Stadler Hansruedi · Ständerat · Uri · Christlichdemokratische Fraktion · 2001-06-06

Wortprotokoll

Beim EDI möchte ich anhand unserer Beratungen in der Subkommission einige Ausführungen zur Koordination in Wissenschaft und Forschung machen. Die Aussage, dass Bildung, Forschung und Technologie die wichtigsten Ressourcen der Schweiz seien, gehört zum Standardrepertoire aller Sonntagsreden von uns Politikerinnen und Politikern. In der Botschaft über die Förderung von Bildung, Forschung und Technologie wurden letztmals für die Jahre 2000-2003 der Zahlungsrahmen und die Verpflichtungskredite unterbreitet. Aber diese Botschaft enthält zusätzlich auch wichtige Aussagen zur Marschrichtung der Bundespolitik in Bildung, Forschung und Technologie. Diese strategischen Weichenstellungen in der Botschaft werden dann zum Beispiel im Leistungsauftrag an die ETH konkretisiert. Sehr bald werden sich die parlamentarischen Kommissionen wieder über die nächste Botschaft beugen und die entsprechenden Anträge beraten. In diesem Zusammenhang müssen wir uns vermehrt bewusst sein, dass entscheidende forschungs- und wissenschaftspolitische Weichenstellungen im Vorfeld dieser Botschaft vorgenommen werden. Dabei spielt nicht zuletzt auch die Frage der Koordination in Wissenschaft und Forschung eine entscheidende Rolle.

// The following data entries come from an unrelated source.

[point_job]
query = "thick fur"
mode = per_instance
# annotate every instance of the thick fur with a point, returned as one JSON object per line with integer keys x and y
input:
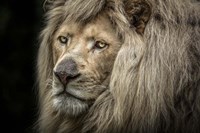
{"x": 155, "y": 82}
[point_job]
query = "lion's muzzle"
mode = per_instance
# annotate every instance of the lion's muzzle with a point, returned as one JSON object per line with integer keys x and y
{"x": 66, "y": 71}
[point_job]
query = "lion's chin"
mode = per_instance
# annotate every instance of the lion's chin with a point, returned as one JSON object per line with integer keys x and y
{"x": 70, "y": 105}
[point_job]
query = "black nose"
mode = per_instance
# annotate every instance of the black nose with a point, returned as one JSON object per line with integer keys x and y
{"x": 66, "y": 71}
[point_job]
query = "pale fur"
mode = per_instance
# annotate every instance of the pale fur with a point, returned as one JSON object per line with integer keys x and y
{"x": 155, "y": 83}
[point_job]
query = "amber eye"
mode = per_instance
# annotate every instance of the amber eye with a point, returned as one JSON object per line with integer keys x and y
{"x": 63, "y": 39}
{"x": 100, "y": 45}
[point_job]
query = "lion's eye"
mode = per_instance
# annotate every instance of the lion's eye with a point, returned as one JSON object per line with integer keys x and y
{"x": 100, "y": 45}
{"x": 63, "y": 39}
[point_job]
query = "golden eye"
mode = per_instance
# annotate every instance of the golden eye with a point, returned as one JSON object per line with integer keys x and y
{"x": 100, "y": 45}
{"x": 63, "y": 39}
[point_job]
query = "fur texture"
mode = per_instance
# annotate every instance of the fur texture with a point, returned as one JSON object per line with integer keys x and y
{"x": 155, "y": 81}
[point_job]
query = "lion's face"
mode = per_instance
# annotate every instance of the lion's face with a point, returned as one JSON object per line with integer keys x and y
{"x": 83, "y": 61}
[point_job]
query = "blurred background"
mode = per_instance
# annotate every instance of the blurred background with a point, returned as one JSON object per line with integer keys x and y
{"x": 20, "y": 24}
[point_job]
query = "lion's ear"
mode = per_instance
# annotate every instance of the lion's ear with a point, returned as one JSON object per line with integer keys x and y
{"x": 51, "y": 4}
{"x": 138, "y": 13}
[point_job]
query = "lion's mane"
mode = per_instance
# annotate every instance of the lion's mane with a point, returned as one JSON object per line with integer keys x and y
{"x": 155, "y": 83}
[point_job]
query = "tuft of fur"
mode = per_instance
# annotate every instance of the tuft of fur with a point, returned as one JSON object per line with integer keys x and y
{"x": 155, "y": 82}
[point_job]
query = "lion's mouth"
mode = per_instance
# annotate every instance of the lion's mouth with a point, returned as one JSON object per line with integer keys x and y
{"x": 69, "y": 94}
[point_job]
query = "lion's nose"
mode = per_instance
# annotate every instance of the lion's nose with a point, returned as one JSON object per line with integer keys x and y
{"x": 66, "y": 71}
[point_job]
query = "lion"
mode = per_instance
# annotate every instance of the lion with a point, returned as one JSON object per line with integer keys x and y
{"x": 120, "y": 66}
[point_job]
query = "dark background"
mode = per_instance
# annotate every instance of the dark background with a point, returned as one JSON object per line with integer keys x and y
{"x": 20, "y": 24}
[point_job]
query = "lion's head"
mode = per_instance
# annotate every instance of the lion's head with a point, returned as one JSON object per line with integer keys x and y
{"x": 83, "y": 59}
{"x": 120, "y": 66}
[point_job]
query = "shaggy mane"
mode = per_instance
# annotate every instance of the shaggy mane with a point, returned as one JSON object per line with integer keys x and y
{"x": 155, "y": 82}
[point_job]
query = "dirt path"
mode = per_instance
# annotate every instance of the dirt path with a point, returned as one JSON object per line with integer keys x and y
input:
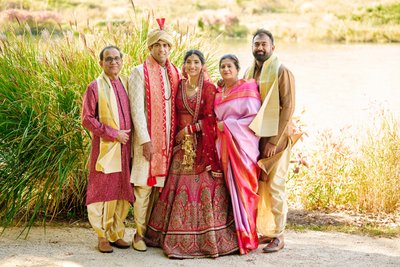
{"x": 64, "y": 246}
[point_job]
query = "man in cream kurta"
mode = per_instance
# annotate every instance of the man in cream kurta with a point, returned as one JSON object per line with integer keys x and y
{"x": 152, "y": 89}
{"x": 273, "y": 125}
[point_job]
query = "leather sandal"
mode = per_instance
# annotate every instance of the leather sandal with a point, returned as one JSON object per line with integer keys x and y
{"x": 104, "y": 245}
{"x": 120, "y": 243}
{"x": 275, "y": 245}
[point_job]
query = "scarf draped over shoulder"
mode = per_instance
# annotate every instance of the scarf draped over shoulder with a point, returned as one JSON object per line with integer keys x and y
{"x": 156, "y": 115}
{"x": 266, "y": 122}
{"x": 109, "y": 159}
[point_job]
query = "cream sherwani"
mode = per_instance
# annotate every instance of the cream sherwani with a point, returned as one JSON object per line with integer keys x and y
{"x": 272, "y": 208}
{"x": 144, "y": 194}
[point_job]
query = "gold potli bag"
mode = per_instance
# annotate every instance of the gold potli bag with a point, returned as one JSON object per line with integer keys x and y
{"x": 189, "y": 153}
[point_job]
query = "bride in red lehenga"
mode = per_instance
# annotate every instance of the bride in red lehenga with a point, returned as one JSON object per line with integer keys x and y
{"x": 193, "y": 217}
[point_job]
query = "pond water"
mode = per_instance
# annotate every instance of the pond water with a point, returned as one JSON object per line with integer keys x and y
{"x": 337, "y": 85}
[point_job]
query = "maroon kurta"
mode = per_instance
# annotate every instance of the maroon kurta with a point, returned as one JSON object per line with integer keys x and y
{"x": 114, "y": 186}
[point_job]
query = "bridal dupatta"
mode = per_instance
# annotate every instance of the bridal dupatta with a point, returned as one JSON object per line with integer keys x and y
{"x": 237, "y": 147}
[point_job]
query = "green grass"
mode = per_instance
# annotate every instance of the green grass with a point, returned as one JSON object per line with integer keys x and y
{"x": 369, "y": 230}
{"x": 352, "y": 172}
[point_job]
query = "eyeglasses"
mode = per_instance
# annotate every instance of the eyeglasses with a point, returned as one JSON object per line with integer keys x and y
{"x": 109, "y": 60}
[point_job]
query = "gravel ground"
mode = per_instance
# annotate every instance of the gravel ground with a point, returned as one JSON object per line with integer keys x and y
{"x": 76, "y": 246}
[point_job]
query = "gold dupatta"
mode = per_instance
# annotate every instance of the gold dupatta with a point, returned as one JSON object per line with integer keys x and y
{"x": 109, "y": 159}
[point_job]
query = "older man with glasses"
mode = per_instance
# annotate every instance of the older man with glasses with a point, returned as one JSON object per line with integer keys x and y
{"x": 106, "y": 114}
{"x": 152, "y": 89}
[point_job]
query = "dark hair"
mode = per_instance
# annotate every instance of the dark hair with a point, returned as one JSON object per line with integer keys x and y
{"x": 232, "y": 57}
{"x": 264, "y": 32}
{"x": 194, "y": 52}
{"x": 109, "y": 47}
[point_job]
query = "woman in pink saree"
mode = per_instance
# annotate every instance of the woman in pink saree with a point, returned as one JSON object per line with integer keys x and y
{"x": 236, "y": 104}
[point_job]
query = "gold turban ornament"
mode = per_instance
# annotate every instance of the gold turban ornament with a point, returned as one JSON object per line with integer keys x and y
{"x": 159, "y": 34}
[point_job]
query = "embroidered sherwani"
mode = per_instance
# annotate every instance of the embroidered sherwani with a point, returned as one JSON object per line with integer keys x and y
{"x": 109, "y": 194}
{"x": 140, "y": 166}
{"x": 144, "y": 193}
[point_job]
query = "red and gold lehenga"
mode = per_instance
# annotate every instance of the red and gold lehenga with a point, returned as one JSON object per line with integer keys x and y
{"x": 193, "y": 217}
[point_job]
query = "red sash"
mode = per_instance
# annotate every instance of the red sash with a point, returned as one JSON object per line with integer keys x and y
{"x": 156, "y": 115}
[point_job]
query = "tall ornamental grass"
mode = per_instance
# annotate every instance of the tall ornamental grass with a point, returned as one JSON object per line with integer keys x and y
{"x": 44, "y": 148}
{"x": 359, "y": 173}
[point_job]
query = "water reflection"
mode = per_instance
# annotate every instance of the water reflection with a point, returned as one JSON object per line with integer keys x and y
{"x": 337, "y": 85}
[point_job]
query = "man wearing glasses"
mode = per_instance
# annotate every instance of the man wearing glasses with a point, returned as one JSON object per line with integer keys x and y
{"x": 106, "y": 114}
{"x": 152, "y": 89}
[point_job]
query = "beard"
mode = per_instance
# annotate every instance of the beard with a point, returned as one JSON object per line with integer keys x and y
{"x": 260, "y": 57}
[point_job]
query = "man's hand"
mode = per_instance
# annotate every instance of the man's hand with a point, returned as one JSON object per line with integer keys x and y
{"x": 269, "y": 150}
{"x": 123, "y": 136}
{"x": 220, "y": 126}
{"x": 148, "y": 151}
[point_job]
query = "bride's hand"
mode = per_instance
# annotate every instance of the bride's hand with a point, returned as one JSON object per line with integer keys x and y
{"x": 220, "y": 125}
{"x": 180, "y": 135}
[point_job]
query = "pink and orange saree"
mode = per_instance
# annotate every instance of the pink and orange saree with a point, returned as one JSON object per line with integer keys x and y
{"x": 237, "y": 147}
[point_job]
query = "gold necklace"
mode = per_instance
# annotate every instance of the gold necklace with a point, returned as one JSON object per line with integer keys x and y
{"x": 191, "y": 87}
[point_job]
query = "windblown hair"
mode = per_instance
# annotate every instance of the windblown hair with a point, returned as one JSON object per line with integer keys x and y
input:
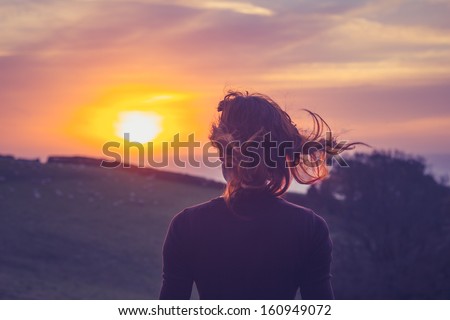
{"x": 246, "y": 120}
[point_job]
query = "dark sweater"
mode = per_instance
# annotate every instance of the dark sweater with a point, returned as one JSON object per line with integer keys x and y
{"x": 276, "y": 249}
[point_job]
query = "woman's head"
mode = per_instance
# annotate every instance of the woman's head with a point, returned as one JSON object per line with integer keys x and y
{"x": 262, "y": 148}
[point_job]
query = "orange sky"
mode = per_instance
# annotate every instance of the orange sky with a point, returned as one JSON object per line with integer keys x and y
{"x": 377, "y": 71}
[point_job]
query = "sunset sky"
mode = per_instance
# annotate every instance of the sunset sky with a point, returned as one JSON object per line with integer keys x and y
{"x": 377, "y": 71}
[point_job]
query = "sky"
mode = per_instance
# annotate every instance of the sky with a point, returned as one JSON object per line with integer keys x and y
{"x": 376, "y": 71}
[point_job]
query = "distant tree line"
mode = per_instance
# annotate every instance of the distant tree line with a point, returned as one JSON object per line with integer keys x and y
{"x": 390, "y": 223}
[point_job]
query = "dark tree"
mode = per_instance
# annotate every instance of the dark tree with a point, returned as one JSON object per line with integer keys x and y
{"x": 391, "y": 223}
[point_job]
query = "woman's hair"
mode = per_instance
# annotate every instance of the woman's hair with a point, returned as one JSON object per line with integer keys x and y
{"x": 262, "y": 148}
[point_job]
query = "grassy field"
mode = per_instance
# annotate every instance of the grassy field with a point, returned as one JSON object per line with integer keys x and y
{"x": 82, "y": 232}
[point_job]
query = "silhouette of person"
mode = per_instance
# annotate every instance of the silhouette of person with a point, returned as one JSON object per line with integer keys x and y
{"x": 250, "y": 243}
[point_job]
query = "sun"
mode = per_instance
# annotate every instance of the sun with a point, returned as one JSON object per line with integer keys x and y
{"x": 138, "y": 126}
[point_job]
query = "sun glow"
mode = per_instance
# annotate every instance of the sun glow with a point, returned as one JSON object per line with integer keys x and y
{"x": 138, "y": 126}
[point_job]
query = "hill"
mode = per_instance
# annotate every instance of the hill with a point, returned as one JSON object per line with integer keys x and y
{"x": 72, "y": 230}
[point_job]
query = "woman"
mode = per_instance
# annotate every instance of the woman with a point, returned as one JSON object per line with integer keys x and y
{"x": 250, "y": 243}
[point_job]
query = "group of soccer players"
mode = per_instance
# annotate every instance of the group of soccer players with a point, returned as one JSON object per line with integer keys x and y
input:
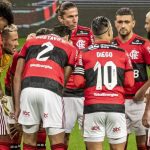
{"x": 72, "y": 73}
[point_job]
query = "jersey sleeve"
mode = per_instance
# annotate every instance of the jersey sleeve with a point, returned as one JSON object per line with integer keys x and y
{"x": 91, "y": 38}
{"x": 79, "y": 79}
{"x": 146, "y": 52}
{"x": 72, "y": 56}
{"x": 14, "y": 63}
{"x": 23, "y": 51}
{"x": 129, "y": 74}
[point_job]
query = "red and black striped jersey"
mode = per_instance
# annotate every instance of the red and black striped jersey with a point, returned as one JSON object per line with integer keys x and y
{"x": 11, "y": 71}
{"x": 107, "y": 70}
{"x": 81, "y": 38}
{"x": 139, "y": 52}
{"x": 45, "y": 59}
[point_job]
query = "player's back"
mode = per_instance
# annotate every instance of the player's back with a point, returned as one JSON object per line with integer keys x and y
{"x": 45, "y": 59}
{"x": 105, "y": 67}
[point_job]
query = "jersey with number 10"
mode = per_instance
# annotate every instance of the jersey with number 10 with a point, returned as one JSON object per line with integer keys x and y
{"x": 107, "y": 71}
{"x": 139, "y": 52}
{"x": 45, "y": 59}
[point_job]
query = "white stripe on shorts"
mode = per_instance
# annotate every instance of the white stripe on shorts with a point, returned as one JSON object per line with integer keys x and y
{"x": 2, "y": 123}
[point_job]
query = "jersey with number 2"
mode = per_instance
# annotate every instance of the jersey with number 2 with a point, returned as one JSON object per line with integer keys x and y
{"x": 45, "y": 59}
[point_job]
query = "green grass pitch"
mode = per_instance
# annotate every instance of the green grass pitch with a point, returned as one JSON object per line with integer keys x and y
{"x": 76, "y": 140}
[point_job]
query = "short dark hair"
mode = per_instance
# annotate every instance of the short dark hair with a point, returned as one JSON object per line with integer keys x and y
{"x": 43, "y": 31}
{"x": 65, "y": 6}
{"x": 61, "y": 30}
{"x": 100, "y": 25}
{"x": 8, "y": 29}
{"x": 125, "y": 11}
{"x": 6, "y": 12}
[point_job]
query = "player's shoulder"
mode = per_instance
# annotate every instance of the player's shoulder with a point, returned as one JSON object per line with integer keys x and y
{"x": 83, "y": 31}
{"x": 115, "y": 41}
{"x": 138, "y": 40}
{"x": 108, "y": 46}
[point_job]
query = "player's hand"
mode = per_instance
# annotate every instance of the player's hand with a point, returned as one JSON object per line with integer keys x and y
{"x": 16, "y": 114}
{"x": 30, "y": 36}
{"x": 15, "y": 129}
{"x": 146, "y": 119}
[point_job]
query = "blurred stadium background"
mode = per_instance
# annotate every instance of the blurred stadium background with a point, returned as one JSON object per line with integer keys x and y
{"x": 33, "y": 14}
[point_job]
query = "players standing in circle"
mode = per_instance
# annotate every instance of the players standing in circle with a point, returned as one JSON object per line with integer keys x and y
{"x": 43, "y": 67}
{"x": 138, "y": 49}
{"x": 105, "y": 76}
{"x": 81, "y": 38}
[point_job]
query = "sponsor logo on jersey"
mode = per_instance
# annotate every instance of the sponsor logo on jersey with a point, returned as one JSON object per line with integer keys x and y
{"x": 134, "y": 54}
{"x": 82, "y": 32}
{"x": 116, "y": 129}
{"x": 25, "y": 113}
{"x": 95, "y": 128}
{"x": 106, "y": 94}
{"x": 148, "y": 48}
{"x": 80, "y": 44}
{"x": 137, "y": 42}
{"x": 45, "y": 115}
{"x": 104, "y": 54}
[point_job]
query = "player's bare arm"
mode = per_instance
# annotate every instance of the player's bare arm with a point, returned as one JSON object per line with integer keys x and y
{"x": 146, "y": 116}
{"x": 140, "y": 94}
{"x": 68, "y": 71}
{"x": 17, "y": 85}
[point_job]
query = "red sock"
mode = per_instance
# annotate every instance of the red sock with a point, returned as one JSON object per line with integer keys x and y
{"x": 4, "y": 146}
{"x": 29, "y": 147}
{"x": 141, "y": 147}
{"x": 41, "y": 138}
{"x": 60, "y": 146}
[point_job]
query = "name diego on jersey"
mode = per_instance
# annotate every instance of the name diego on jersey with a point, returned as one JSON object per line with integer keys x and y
{"x": 104, "y": 54}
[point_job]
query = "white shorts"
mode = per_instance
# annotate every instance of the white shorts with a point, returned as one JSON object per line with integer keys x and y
{"x": 99, "y": 124}
{"x": 134, "y": 113}
{"x": 73, "y": 112}
{"x": 3, "y": 130}
{"x": 10, "y": 106}
{"x": 37, "y": 104}
{"x": 148, "y": 137}
{"x": 8, "y": 117}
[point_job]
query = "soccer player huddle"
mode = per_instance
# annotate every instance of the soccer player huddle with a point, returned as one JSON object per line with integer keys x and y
{"x": 73, "y": 73}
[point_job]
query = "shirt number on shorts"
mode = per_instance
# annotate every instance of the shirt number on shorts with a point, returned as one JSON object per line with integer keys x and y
{"x": 109, "y": 77}
{"x": 49, "y": 47}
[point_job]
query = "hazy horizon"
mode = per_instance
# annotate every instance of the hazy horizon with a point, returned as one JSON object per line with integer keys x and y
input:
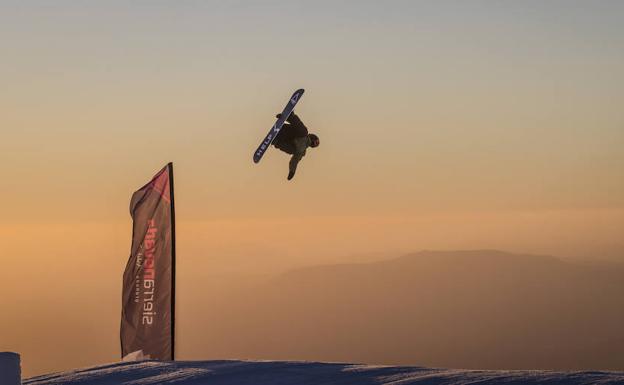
{"x": 443, "y": 125}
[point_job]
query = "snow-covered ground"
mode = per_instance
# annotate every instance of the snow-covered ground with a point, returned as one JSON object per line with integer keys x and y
{"x": 302, "y": 373}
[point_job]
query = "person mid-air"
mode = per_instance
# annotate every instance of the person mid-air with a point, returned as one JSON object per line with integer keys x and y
{"x": 294, "y": 139}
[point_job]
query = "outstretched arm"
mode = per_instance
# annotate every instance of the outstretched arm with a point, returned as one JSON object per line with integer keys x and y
{"x": 292, "y": 165}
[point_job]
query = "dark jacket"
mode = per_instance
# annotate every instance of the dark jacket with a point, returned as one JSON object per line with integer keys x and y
{"x": 293, "y": 139}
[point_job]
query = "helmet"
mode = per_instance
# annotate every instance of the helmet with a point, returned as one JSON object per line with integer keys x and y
{"x": 314, "y": 140}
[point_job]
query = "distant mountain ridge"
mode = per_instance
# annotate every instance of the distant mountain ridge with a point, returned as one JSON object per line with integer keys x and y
{"x": 469, "y": 309}
{"x": 304, "y": 373}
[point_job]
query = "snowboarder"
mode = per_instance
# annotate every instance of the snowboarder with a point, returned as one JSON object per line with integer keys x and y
{"x": 294, "y": 139}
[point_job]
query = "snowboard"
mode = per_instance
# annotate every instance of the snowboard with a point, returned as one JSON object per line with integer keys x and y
{"x": 290, "y": 106}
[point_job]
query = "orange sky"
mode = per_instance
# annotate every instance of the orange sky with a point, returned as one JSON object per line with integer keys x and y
{"x": 442, "y": 127}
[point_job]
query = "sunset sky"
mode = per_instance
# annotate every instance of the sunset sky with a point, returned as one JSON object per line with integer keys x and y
{"x": 443, "y": 125}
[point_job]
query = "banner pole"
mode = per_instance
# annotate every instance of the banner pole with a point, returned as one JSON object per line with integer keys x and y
{"x": 173, "y": 262}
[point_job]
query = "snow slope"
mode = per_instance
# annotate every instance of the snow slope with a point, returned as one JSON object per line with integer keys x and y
{"x": 302, "y": 373}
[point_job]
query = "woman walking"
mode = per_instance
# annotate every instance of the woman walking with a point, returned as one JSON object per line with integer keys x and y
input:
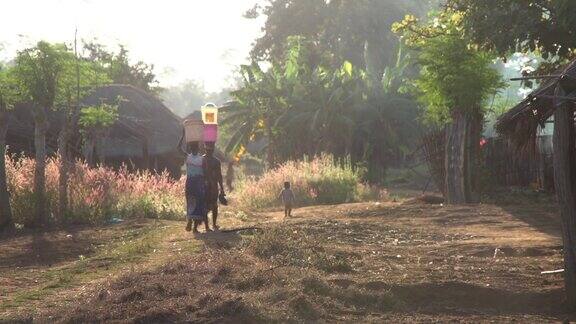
{"x": 195, "y": 188}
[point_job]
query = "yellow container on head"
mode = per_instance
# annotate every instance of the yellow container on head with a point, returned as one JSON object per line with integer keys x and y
{"x": 210, "y": 114}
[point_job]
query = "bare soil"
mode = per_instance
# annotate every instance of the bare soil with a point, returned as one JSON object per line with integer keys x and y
{"x": 409, "y": 261}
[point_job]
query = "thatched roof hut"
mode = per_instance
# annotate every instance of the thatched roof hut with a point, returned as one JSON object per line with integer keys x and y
{"x": 146, "y": 134}
{"x": 521, "y": 123}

Des immer wieder bemängelten Koordinationsdefizites in Wissenschaft und Forschung hat sich die GPK deshalb im Speziellen angenommen. Wir sind uns durchaus bewusst, dass die Entscheidungsmechanismen der schweizerischen Wissenschaftspolitik komplex sind; ja, sie spiegeln die Vielfalt der von Bildungs- und Forschungsfragen betroffenen Interessen wider: die Arbeitsteilung zwischen privater und öffentlicher Hand, die Eigenheiten verschiedener Forschungstypen und Disziplinen und schlussendlich auch das Spannungsfeld zwischen den Fördernden und Geförderten. Die Komplexität des ganzen Umfeldes liegt somit auf der Hand.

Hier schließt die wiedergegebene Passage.